The A280 absorbance of each tube was measured.
4. Qualitative determination of enzyme activity in each tube of eluent.
Add one drop of 0.2 mol/ L acetic acid buffer, pH 4.9, one drop of 0.5 mol/ L sucrose and one drop of eluent into each well of the plate, and react for 5 min. Insert a small strip of uroglucose test paper into each well at the same time, and observe the color change of the test paper after 10~20 min. The color change of the paper was observed after 10-20 min. The number of + sign indicates the color shade, i.e. the enzyme activity of each tube.

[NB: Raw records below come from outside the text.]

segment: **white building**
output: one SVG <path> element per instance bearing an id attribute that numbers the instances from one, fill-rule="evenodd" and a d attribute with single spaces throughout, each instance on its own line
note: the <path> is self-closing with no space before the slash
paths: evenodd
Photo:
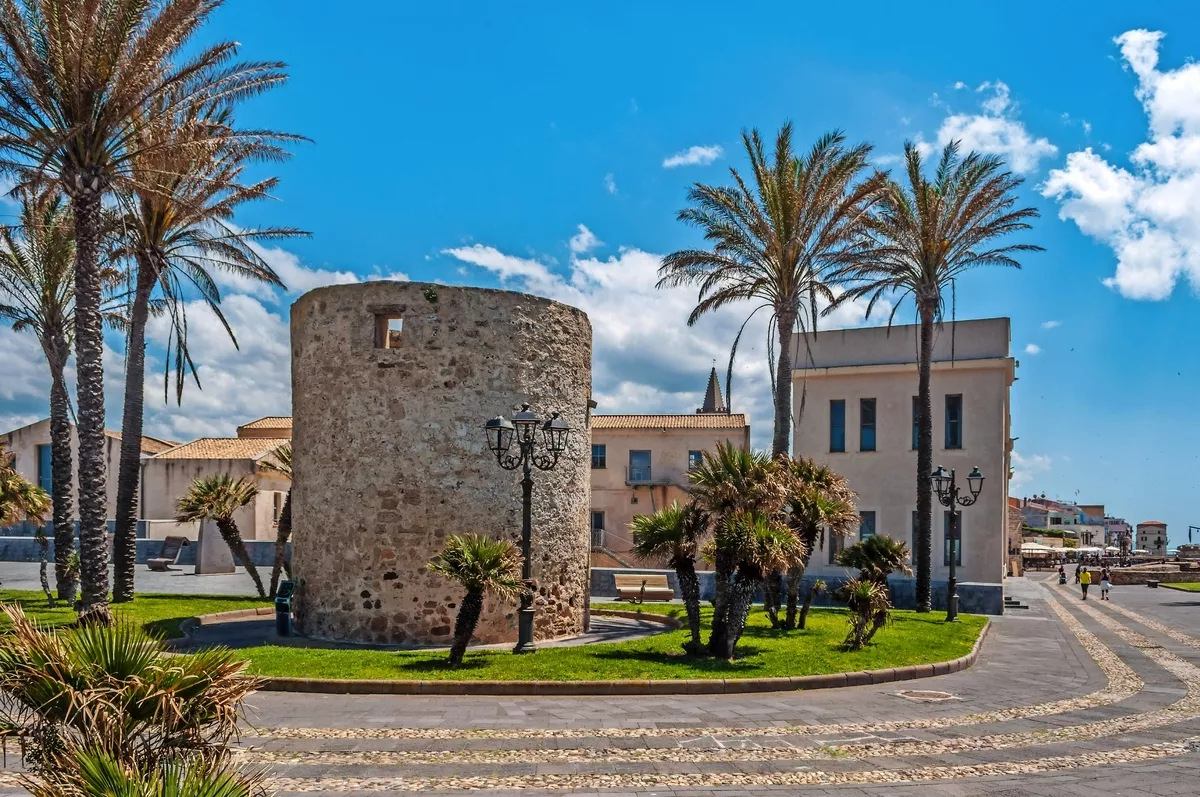
<path id="1" fill-rule="evenodd" d="M 792 374 L 793 448 L 849 479 L 863 518 L 860 535 L 887 534 L 913 546 L 917 509 L 917 350 L 915 325 L 821 332 L 798 341 Z M 985 480 L 978 502 L 961 514 L 957 578 L 963 611 L 999 614 L 1003 605 L 1010 439 L 1009 321 L 946 323 L 935 330 L 932 365 L 933 464 Z M 811 352 L 811 359 L 809 358 Z M 808 367 L 805 367 L 807 364 Z M 803 408 L 803 409 L 801 409 Z M 949 576 L 949 510 L 934 498 L 933 598 L 944 605 Z M 833 564 L 841 538 L 826 535 L 808 574 L 840 577 Z M 893 579 L 898 605 L 911 605 L 911 579 Z"/>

Combine the 2-3 tubes with the highest activity, measure the total volume and divide it into 10 parts, pour them into 10 small test tubes, seal them with plastic wrap, store them in the freezer, and take out one tube when using, which is the column-level fraction III.
Note: There may be two active peaks from the beginning of the sample collection, the first peak before the start of gradient elution is not adsorbed, the experiment takes the active peak washed down after the start of gradient elution.
Plot the enzyme activity, NaCl concentration (can be replaced by conductivity) and absorbance value A280 for all tubes on the same graph as the elution gradient line.